Deve acrescentar-se que o preto é um pilar do Sul, uma presença calmante, algo evidente: já falei com frequência sobre os matizes subtis do preto (como nos quadros de Frans Hals ou Velázquez), dos hábitos das freiras arlesianas da minha infância, aos quais o sol arranca reflexos diversos – afirmaria até que o preto tem um aroma que se liberta dos tecidos quando expostos ao sol. Podia dizer-se o mesmo do preto do touro, para cuja pele os aficionados entusiastas têm adjetivos poéticos.

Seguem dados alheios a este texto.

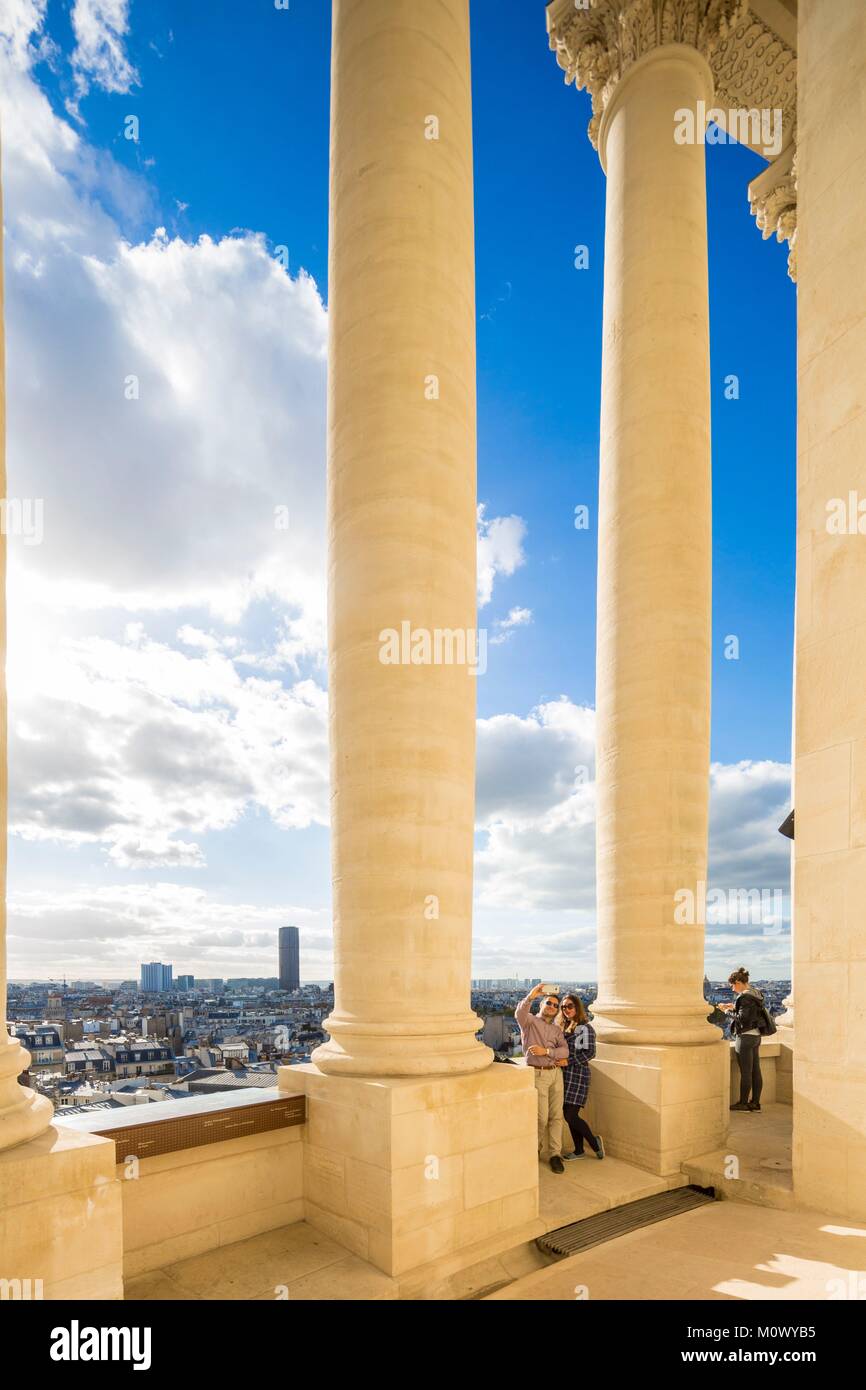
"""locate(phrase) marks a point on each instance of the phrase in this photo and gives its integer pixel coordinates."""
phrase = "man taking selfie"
(546, 1052)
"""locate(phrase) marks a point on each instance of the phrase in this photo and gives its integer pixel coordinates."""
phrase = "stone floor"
(300, 1264)
(755, 1164)
(723, 1251)
(729, 1250)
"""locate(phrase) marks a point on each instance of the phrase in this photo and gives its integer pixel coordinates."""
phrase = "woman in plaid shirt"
(580, 1036)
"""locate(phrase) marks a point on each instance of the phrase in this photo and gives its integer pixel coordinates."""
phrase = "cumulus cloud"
(136, 747)
(535, 813)
(99, 57)
(505, 626)
(106, 930)
(499, 549)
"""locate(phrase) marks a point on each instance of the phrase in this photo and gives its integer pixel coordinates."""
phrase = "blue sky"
(232, 109)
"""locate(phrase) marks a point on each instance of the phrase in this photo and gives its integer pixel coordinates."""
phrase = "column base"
(22, 1112)
(61, 1218)
(403, 1171)
(656, 1107)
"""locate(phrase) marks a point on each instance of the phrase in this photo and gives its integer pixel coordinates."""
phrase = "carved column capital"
(598, 41)
(773, 202)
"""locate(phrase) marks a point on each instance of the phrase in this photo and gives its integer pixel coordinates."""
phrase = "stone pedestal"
(410, 1171)
(830, 641)
(60, 1218)
(660, 1105)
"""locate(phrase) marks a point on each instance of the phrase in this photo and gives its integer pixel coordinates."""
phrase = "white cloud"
(505, 626)
(100, 28)
(20, 22)
(107, 930)
(535, 811)
(136, 747)
(499, 549)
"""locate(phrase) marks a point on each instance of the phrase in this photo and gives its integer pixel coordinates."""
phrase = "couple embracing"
(558, 1044)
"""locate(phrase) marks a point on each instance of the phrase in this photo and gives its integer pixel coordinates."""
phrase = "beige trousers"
(549, 1093)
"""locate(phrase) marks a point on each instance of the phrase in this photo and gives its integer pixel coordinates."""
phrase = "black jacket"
(748, 1014)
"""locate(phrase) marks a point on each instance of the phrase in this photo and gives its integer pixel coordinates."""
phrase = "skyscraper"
(289, 958)
(156, 977)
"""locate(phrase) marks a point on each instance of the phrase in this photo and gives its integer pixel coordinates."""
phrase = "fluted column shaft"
(22, 1114)
(402, 537)
(654, 584)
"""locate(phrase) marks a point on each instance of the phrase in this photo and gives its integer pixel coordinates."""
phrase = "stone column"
(402, 540)
(22, 1114)
(416, 1146)
(654, 583)
(830, 635)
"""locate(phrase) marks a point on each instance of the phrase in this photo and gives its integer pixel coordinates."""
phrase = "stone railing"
(202, 1172)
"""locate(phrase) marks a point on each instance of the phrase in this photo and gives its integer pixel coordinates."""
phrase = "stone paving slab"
(726, 1250)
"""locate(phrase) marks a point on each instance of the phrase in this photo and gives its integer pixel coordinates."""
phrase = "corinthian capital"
(773, 202)
(597, 41)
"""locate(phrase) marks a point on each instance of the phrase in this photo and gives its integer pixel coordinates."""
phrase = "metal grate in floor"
(619, 1221)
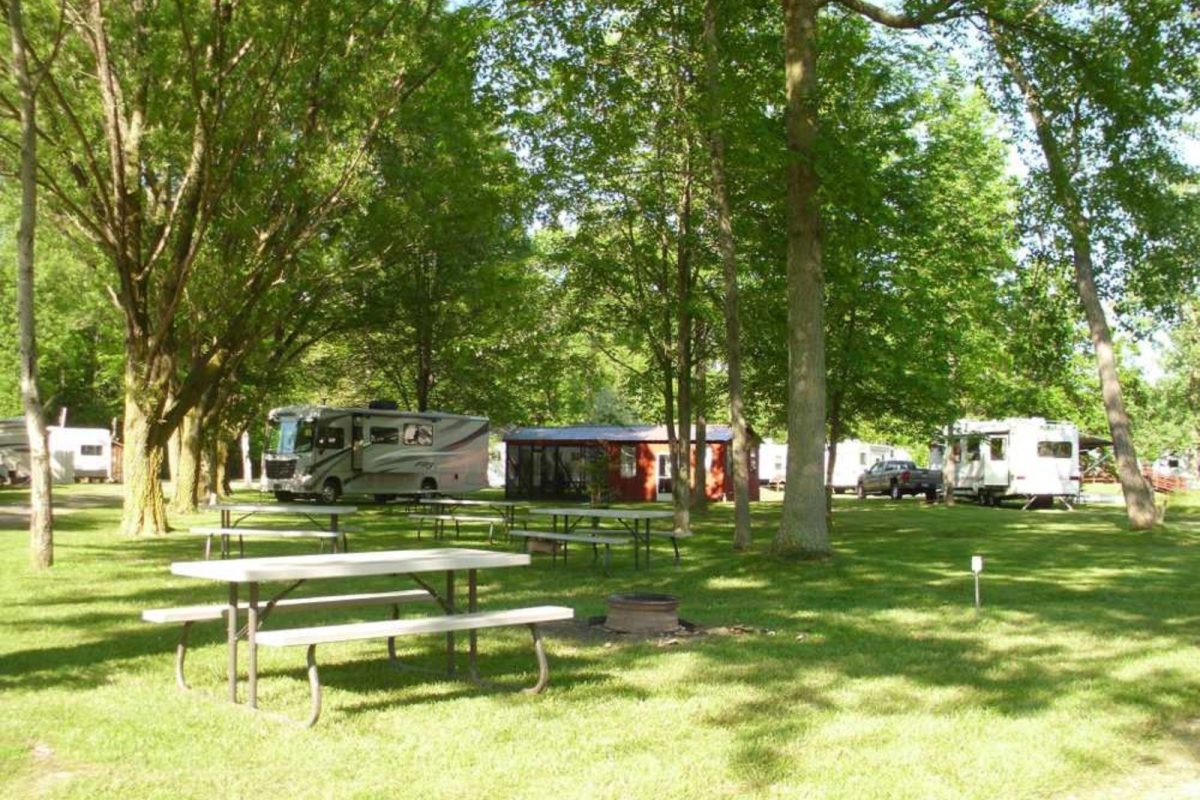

Ao contrário do branco, o preto é “penetrável”. Numa pequena mancha preta, há densidade, prazer, um mundo inteiro. E custa resistir ao preto de qualquer outra parte. Tem-se vontade de lhe tocar, de o espalhar com pincéis ou até mesmo com as mãos. O preto é tanto matéria como cor, é tanto luz como sombra (cujo hino supremo Barthes cantou). Não é triste, nem alegre, mas sim allure e elegância, perfeito e indispensável. Tal como a noite, é irresistível. As crianças não deviam temer o preto, porque se o seu mistério as assusta, é porque nele podem obter a resposta aos seus próprios segredos.” ( Christian Lacroix)

Lulus de Plantão um vestido, ( ou um Look Total Black), é simples o suficiente para aparecer sem esforço, mas elegante o bastante para que a mulher que o usa fique marcada como uma pessoa de bom gosto.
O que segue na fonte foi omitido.